Saturday, May 15, 2010

When Doc becomes Patient

I'm just home from a 21 hours experience on the so-called "other end of the stethoscope" as a patient in the very hospital where I usually roam about in a white doctor's coat. It all started yesterday afternoon as a particularly miserable day was drawing to a close. I'd seen my last patient but all day, afflicted with a head cold and a pesky, recurrent and particularly frequent cough I sucked on menthol cough drops constantly and periodically upended a bottle of over the counter cough syrup to get some relief. (Side note: most doctors are idiots. We work when we are ill. I'm not condoning the behavior; just being honest)

When the pain hit right in the middle of my chest and pushed straight on through to my back, I couldn't help but take notice. Nothing made it better or worse. Persistent and impossible to ignore, I rationalized that it was musculo-skeletal pain from all the coughing. But, there was no denying the fact that although I've had all types of chest pains in my 55 years, this was different. A voice in my head told me not to be a fool. Get. It. Checked. Out.

I'll fast forward to the bottom line: my heart is fine.

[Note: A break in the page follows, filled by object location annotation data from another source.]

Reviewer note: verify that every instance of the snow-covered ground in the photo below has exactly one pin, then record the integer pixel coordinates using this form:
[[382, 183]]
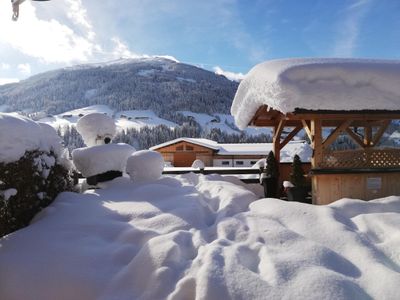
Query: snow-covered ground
[[221, 121], [138, 119], [202, 237]]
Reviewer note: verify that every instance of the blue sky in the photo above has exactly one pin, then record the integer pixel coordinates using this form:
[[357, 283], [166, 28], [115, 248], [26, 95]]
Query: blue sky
[[224, 35]]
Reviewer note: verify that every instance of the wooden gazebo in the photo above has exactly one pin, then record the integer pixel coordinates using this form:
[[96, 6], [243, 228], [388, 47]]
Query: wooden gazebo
[[369, 171]]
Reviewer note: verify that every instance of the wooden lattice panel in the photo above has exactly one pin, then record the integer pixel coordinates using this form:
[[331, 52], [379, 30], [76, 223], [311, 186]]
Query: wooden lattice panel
[[371, 158]]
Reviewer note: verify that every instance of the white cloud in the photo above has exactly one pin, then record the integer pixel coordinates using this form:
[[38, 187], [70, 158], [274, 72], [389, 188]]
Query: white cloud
[[24, 69], [4, 66], [349, 28], [49, 41], [78, 14], [8, 80], [230, 75], [121, 50]]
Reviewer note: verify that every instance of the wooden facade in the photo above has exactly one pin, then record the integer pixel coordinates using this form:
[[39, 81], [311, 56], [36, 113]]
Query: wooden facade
[[366, 173], [183, 154]]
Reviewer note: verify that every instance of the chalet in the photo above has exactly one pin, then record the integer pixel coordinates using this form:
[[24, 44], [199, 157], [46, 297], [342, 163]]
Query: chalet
[[328, 98], [182, 152]]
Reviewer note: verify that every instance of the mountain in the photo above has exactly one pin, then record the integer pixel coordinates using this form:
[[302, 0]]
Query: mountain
[[158, 84]]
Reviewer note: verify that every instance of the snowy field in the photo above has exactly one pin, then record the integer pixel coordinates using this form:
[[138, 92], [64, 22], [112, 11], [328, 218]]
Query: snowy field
[[202, 237]]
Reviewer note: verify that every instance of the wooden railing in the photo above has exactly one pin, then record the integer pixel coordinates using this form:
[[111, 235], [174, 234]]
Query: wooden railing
[[362, 158]]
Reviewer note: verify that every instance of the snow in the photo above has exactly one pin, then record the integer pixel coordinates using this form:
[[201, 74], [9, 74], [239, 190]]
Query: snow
[[95, 128], [19, 134], [202, 237], [198, 164], [3, 108], [301, 148], [70, 118], [99, 159], [190, 80], [146, 73], [136, 119], [145, 165], [197, 141], [140, 118], [7, 194], [318, 84]]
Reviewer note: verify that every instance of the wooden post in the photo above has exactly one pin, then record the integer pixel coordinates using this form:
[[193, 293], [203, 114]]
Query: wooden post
[[277, 140], [367, 135], [316, 143]]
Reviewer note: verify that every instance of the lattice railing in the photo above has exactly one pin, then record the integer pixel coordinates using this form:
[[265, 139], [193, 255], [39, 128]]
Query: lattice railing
[[362, 158]]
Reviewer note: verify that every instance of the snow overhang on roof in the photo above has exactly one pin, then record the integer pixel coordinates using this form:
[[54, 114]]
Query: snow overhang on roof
[[200, 142], [316, 84]]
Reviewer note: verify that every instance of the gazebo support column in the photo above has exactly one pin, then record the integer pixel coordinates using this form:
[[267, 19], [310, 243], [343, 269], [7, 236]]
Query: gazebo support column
[[316, 143], [277, 140]]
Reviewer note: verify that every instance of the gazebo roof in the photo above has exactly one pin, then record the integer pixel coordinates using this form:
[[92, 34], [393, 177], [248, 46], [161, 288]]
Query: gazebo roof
[[318, 85]]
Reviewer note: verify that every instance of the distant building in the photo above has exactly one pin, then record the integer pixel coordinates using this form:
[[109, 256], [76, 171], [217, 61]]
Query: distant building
[[182, 152]]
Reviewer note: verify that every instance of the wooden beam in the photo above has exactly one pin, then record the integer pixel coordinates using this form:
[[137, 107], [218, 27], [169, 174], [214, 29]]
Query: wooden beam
[[277, 139], [278, 130], [380, 132], [290, 136], [307, 129], [367, 135], [343, 116], [332, 137], [355, 137], [316, 132]]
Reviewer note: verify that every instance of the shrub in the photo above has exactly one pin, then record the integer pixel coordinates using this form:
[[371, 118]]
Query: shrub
[[37, 178]]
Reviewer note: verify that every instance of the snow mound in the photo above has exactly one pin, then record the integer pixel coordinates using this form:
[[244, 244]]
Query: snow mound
[[318, 84], [145, 165], [202, 237], [96, 129], [102, 158], [198, 163], [19, 134]]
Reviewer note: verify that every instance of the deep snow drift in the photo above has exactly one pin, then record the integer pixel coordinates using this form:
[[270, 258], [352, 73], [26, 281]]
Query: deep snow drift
[[318, 83], [202, 237], [19, 134]]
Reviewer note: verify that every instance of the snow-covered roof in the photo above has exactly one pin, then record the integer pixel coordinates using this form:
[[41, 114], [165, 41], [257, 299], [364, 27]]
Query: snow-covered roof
[[201, 142], [318, 84], [301, 148]]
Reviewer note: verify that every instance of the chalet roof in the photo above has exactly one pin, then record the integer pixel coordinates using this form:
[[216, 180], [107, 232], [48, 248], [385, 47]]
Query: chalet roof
[[318, 84], [197, 141], [300, 148]]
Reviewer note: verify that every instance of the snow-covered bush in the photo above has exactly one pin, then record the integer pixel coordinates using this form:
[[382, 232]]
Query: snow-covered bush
[[99, 159], [32, 170], [145, 165], [96, 129]]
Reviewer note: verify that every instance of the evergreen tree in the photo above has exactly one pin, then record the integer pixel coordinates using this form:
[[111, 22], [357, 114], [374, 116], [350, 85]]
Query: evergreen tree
[[297, 175]]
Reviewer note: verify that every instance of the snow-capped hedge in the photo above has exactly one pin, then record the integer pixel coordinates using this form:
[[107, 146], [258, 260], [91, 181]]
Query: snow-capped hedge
[[32, 170]]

But, clearly the nature of the pain and my age (sigh) were of enough concern to the ER doc that I landed up on the telemetry unit of the hospital until all could be sorted out. I'm grateful for the professional, highly organized, and thorough care. Blood work, chest Xray, EKGs, medications for pain, IV fluids, oxygen, continuous cardiac monitoring, consultation with a cardiologist and then a stress all played out in less than a day. Now I'm home and am left with a surreal feeling; did all that really happen?

Weary am I tonight. Between attentive nurses and doctors coming and going all night, phlebotomists drawing blood and technicians repeating EKGs, there wasn't much time for sleep. I did order "room service" from the hospital cafeteria twice and that was cool. Not exactly a trip to the spa for sure but the care was phenomenal. I'm also grateful that my heart is good. It's good. It's good.


  1. Kate, there are better places for a retreat than a hospital room:) Take the hint and plan some real time away, for yourself and your health.

  2. Dear Kate,

    Glad you went to ER. Glad you received good care. Most of all, grateful all ended okay. And I trust your pain has resolved.

    It is surreal to be receiving the care you are used to giving.

    Your kindness of telling us up-front you are okay is much appreciated.

    Take good care, wj

  3. So, glad you are OK. I'm a bit behind here.